Another example of what resources can do well involves our hope and redemption team, which formed in 2017. California at the time had 34 prisons, and we got grant funding to provide rehabilitative programming in nine of those prisons. The programs were so successful that the state of California then funded us over three years, $10.5 million to provide these programs in all of the state’s prisons. These resources allowed us to be able to expand and provide these programs to all people that are in the California Department of Corrections.
Arnold Ventures
You listed an impressive list of legislation that ARC has helped pass in California. Why have you been so effective? What kind of coalitions and arguments have helped push through these reforms?
Sam Lewis
I believe we’ve been so successful because our advocacy work is led by our membership — formerly incarcerated people — and we speak from the lens of lived experience. One of our bills that we passed not too long ago had to do with Miranda rights for juveniles. The people who led the advocacy work to get this passed were some of our members who as juveniles were actually forced to confess to crimes that they hadn’t committed, because they didn’t have the protections of Miranda rights.
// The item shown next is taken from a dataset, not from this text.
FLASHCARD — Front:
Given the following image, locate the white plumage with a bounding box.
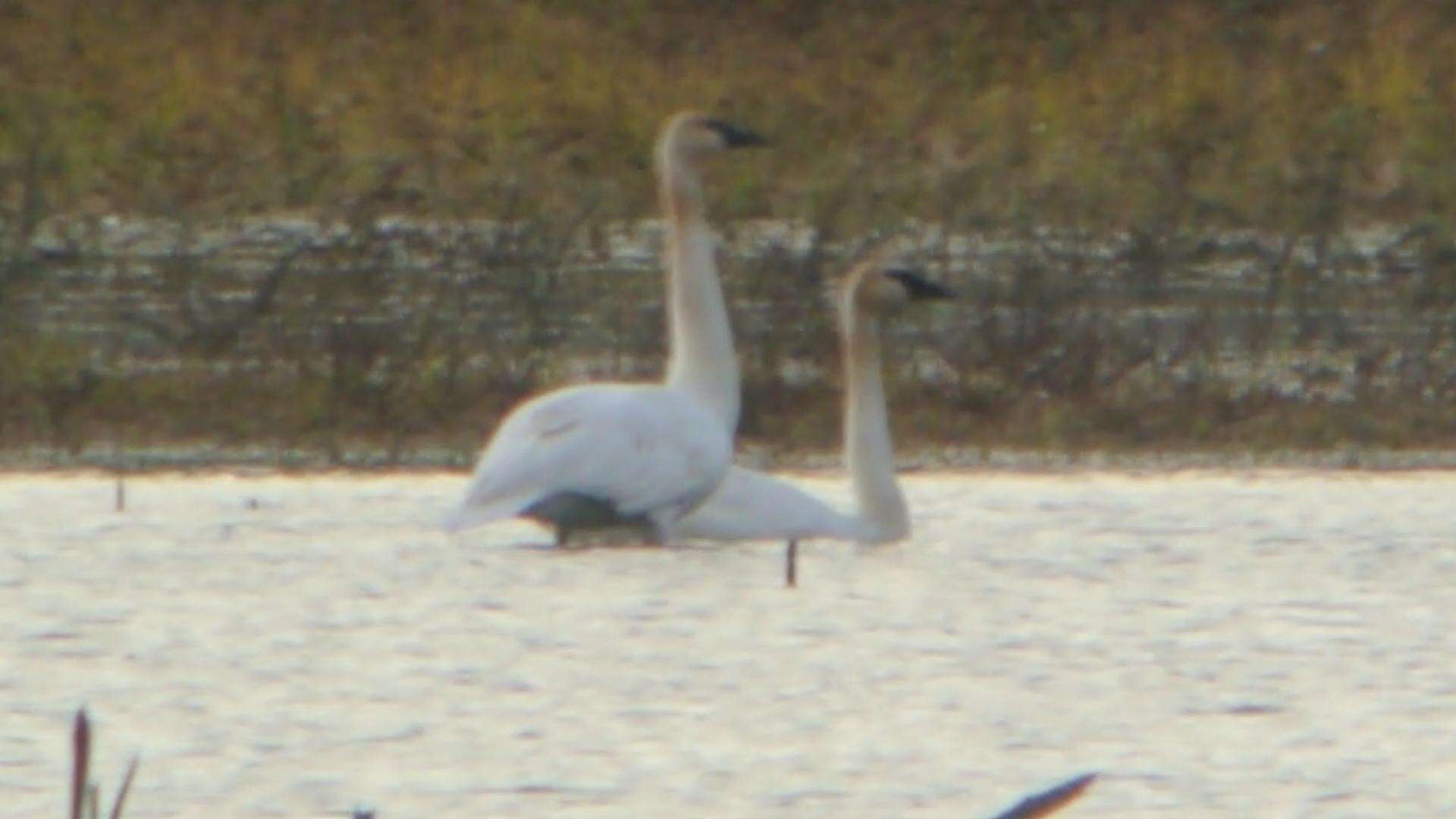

They sat in front of legislators and said, “I was interrogated for 14 hours, and I just wanted to go home. I said what the police officers wanted me to say, and later I was exonerated.” These lived experiences clearly demonstrate that our youth need to have the same protection as adults when it comes to Miranda rights. The lived experience, testimony, and advocacy of our members who were formerly incarcerated has driven our success in passing reforms.
Arnold Ventures
Your example of juveniles being afforded Miranda rights seems like a commonsense issue. Why do you think we have so many policies in place where most people, if they knew about them, wouldn’t support them?
Sam Lewis
California is different from many states, in the sense that now that we have this really robust advocacy community and so many more people are aware of the various laws that affect our communities. But imagine, oftentimes, laws are passed by a policymaker, a state legislator, or a state senator, based on his or her opinion. It’s a piece of paper, but people rarely stop to look at what is the impact of the human beings. For example, even with the case of the Central Park Five, New York still doesn’t have a Miranda rights bill for juveniles. How do you allow that to happen to our most vulnerable population? I think, awareness, and also the willingness of those who have lived through it and have the experience to step forward is the key to change. We need people to say, “I’m willing to put myself forward and share with you what my experience has been because we need change.”